Discernment websites …

I wonder if some of the “discernment websites” that enjoy featuring and critiquing the work of many of my friends and me would be willing to host some discussion on this bill currently proposed in the Ugandan parliament.
I’d be interested in reading whether participants in those blogs agree with the Ugandan bill, and if not, why not. (Details after the jump)

Andrew Marin gives an excellent overview of the situation here. He says …

Let me make this clear:
I don’t care how conservative your theological belief system is, killing people or imprisoning them for being gay or lesbian is wrong and should never, ever happen.
Notwithstanding, according to the bill, I, as a straight person, would also be imprisoned if I don’t turn in gays and lesbians to the Ugandan government.
….Please spread the word. No Christian (or person in general) should ever let this happen on our watch.

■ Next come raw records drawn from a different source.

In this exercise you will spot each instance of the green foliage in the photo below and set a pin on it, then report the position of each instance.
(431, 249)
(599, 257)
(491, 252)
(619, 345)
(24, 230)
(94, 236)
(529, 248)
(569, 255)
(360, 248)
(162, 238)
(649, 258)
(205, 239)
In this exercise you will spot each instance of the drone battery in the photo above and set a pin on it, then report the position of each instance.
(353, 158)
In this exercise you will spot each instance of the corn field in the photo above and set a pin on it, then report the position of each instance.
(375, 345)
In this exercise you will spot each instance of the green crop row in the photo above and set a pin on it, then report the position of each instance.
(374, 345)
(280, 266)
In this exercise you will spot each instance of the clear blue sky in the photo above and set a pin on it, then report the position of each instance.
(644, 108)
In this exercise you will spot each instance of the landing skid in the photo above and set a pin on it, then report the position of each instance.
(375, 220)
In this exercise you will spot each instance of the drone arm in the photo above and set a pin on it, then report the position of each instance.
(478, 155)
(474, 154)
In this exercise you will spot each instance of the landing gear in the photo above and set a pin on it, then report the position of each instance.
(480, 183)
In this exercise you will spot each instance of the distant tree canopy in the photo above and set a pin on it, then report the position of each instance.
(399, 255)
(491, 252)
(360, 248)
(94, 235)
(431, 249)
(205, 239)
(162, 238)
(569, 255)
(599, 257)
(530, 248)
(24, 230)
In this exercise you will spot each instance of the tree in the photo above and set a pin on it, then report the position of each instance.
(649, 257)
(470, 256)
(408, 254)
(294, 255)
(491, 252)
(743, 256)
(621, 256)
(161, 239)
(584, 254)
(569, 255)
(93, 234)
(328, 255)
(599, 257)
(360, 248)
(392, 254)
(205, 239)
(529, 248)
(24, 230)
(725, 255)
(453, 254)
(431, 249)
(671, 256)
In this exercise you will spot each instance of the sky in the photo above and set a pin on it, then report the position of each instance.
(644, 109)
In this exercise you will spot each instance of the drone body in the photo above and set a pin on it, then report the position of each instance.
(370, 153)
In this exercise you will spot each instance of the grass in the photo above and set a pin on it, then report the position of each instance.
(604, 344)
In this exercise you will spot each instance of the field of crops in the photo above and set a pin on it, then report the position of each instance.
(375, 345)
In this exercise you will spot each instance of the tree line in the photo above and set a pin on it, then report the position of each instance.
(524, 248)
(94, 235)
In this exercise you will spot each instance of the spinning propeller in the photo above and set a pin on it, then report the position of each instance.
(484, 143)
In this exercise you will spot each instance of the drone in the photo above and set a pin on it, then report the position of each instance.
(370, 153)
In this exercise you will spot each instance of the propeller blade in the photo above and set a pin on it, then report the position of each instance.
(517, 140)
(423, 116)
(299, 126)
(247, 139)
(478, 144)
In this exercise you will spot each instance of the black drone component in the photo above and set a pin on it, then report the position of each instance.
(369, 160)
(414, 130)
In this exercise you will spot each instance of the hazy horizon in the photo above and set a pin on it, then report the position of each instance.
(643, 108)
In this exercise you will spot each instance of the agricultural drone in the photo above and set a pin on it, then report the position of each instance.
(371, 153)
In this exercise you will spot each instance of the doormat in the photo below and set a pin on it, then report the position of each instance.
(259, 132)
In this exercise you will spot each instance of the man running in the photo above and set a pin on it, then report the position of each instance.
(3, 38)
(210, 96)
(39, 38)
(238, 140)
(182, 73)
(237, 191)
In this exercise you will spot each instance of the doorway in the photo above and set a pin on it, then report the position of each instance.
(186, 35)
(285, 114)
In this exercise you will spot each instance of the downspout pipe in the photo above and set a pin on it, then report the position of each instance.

He explains how to take action here.
The initiator of this bill in Uganda, Martin Ssempa, used to have connections to Rick Warren and Saddleback Church, but they severed those ties when they learned about the Ugandan bill. Here is Rick’s statement:

Martin Ssempa does not represent me, my wife Kay, Saddleback Church, nor the Global PEACE Plan strategy. In 2007, we completely severed contact with Mr. Ssempa when we learned that his views and actions were in serious conflict with our own…”

Thank God for people like Andrew and the Warrens for making it clear where they stand. Of course I stand with them.
This bill shows where misguided zealotry can lead, friends – the kind of misguided zealotry right here in the US that I posted about recently, the kind that Paul wrote about when he said (2 Cor. 3:6),

God … has made us competent to be ministers of a new covenant, not of letter but of spirit; for the letter kills, but the Spirit gives life.

Paul, of course, new what he was talking about, because he had been this very kind of misguided zealot (1 Timothy 1:13) before he discovered a new vision of God in Christ. His belief system led him to hunt people down and seek to imprison and even kill them (for example, he participated – from a discrete distance – in the stoning of Stephen, Acts 7:58). In Christ Paul discovered a radically different image of God: one who doesn’t imprison, torture, and kill, but rather humbly descends to being imprisoned, tortured, and killed. Here’s how he described it (Phil. 2):

[Christ], though [or better translated, I think, because] he was in the form of God,
did not regard equality with God as something to be exploited,
but emptied himself,
taking the form of a slave,
being born in human likeness.
And being found in human form,
he humbled himself
and became obedient to the point of death –
even death on a cross.

You can see why I believe we need a new kind of Christianity. I hope there will be some robust discussion about this Ugandan death bill on the discernment websites and others too, and some constructive action as well.